First Solar (Nasdaq: FSLR) Off 12%: ‘We’ve Decided To Move To Another GamePalm Beach, FL 12/14/11 (StreetBeat) -- Shares of First Solar (Nasdaq: FSLR) are down $5.42, almost 13%, at $37.15, and were at one point down 20%, after the company this morning cut its revenue outlook for this year, forecast this year’s and next year’s profit way below expectations, announced a restructuring involving layoffs, and said its chief accounting officer will leave the company.

All of that comes as the company tells the Street demand is falling in some large markets for solar energy. Hence, the solar stocks are responding accordingly, with SunPower (Nasdaq: SPWR) down 32 cents, or 5%, a5 $5.99, Yingli Green Energy (NYSE: YGE) down 18 cents, or almost 5%, at $3.70, and Trina Solar (NYSE: TSL) down 40 cents, or 6%, at $6.73. One of the few gainers in the pre-market is ReneSola (NYSE: SOL), up 3 cents, or 2%, at $1.58.

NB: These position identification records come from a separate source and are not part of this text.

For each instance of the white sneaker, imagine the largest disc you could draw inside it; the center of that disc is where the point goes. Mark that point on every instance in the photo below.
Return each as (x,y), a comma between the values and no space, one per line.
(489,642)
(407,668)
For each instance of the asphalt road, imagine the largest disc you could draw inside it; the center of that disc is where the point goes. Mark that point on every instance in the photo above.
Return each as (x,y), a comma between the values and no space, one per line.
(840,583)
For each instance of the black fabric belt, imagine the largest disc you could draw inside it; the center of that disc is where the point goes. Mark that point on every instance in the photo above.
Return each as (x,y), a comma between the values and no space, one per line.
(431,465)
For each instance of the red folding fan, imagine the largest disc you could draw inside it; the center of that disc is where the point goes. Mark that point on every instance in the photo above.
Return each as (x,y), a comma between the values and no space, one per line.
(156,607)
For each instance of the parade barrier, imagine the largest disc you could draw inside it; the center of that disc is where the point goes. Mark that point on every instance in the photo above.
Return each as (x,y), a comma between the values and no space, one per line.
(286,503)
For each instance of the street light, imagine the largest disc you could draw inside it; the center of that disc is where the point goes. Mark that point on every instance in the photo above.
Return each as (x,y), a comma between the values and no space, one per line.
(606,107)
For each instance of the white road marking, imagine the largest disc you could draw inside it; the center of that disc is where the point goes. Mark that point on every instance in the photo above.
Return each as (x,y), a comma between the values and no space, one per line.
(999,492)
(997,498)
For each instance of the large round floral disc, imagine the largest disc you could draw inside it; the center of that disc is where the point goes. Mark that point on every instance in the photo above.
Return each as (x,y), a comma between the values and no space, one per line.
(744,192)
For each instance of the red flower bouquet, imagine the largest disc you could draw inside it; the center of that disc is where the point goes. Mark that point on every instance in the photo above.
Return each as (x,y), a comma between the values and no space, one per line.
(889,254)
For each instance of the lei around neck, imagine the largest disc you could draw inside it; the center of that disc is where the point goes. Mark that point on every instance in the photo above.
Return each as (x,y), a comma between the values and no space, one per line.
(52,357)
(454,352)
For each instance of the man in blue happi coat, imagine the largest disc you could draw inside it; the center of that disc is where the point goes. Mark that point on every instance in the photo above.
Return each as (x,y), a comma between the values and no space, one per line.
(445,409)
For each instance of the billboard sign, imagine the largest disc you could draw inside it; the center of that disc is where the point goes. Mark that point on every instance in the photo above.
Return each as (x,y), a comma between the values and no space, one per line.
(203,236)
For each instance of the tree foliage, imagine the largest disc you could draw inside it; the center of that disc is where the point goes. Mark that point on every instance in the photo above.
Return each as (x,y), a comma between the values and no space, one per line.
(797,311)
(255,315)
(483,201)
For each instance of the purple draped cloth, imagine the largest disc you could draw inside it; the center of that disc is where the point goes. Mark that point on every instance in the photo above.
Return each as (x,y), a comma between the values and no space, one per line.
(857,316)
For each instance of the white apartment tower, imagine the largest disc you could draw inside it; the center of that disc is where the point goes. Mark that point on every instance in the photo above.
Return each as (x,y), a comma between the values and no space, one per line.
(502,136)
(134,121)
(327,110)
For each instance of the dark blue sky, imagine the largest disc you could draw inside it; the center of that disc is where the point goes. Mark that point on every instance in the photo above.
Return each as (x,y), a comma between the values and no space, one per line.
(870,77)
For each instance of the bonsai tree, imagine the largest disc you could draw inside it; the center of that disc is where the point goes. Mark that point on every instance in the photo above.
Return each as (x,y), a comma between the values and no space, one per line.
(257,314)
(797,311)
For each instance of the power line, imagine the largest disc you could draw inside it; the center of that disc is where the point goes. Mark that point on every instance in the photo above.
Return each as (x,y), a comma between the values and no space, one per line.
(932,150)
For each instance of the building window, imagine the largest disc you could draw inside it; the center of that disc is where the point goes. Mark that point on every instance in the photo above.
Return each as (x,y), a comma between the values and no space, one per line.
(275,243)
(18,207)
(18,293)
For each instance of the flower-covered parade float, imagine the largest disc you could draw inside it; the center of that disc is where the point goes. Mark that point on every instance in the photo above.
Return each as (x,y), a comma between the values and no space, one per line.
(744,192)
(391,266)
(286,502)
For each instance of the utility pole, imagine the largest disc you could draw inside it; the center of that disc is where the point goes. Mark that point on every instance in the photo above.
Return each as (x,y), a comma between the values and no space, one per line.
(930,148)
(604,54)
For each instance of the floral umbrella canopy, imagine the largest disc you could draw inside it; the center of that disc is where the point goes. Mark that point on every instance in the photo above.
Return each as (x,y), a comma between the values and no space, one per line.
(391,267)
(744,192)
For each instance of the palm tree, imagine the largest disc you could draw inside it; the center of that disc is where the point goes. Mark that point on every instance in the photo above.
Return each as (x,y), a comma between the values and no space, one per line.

First Solar said it sees sales this year in a range of $2.8 billion to $2.9 billion, down from its prior forecast of $3 billion to $3.3 billion, and below the Street consensus of $3.2 billion. Profit per share is expected $5.75 to $6, below the average $6.88 estimate.

For 2012, the company sees revenue of $3.7 billion to $4 billion, and EPS of $3.75 to $4.25. That is below the consensus $4.1 billion and $7.42 per share.

Chairman and interim CEO Mike Ahearn said that the company was “recalibrating our business to focus on building and serving sustainable markets rather than pursuing subsidized markets,” from which he hoped to derive the majority of the company’s revenue by the end of 2014.

The company plans to lay of 100 people, a little over 1% of its workforce.

During a conference call following the results, Ahearn blamed changes in the industry on the development of “turnkey” silicon photovoltaic manufacturing, which he said had led to “relatively inexperienced and unskilled operators to quickly enter the supply chain and led to an explosion of production capacity in China and elsewhere,” hence creating a “fundamental structural change” in the polysilicon supply for solar panels.

The perversion of supply, and drastically falling prices, said Ahearn, meant that the subsidy program was in declining and would not come back in major solar markets: “the solar industry is structurally imbalanced. Production capacity is uncapped and growing, installation capacity is limited by subsidy levels and declining.”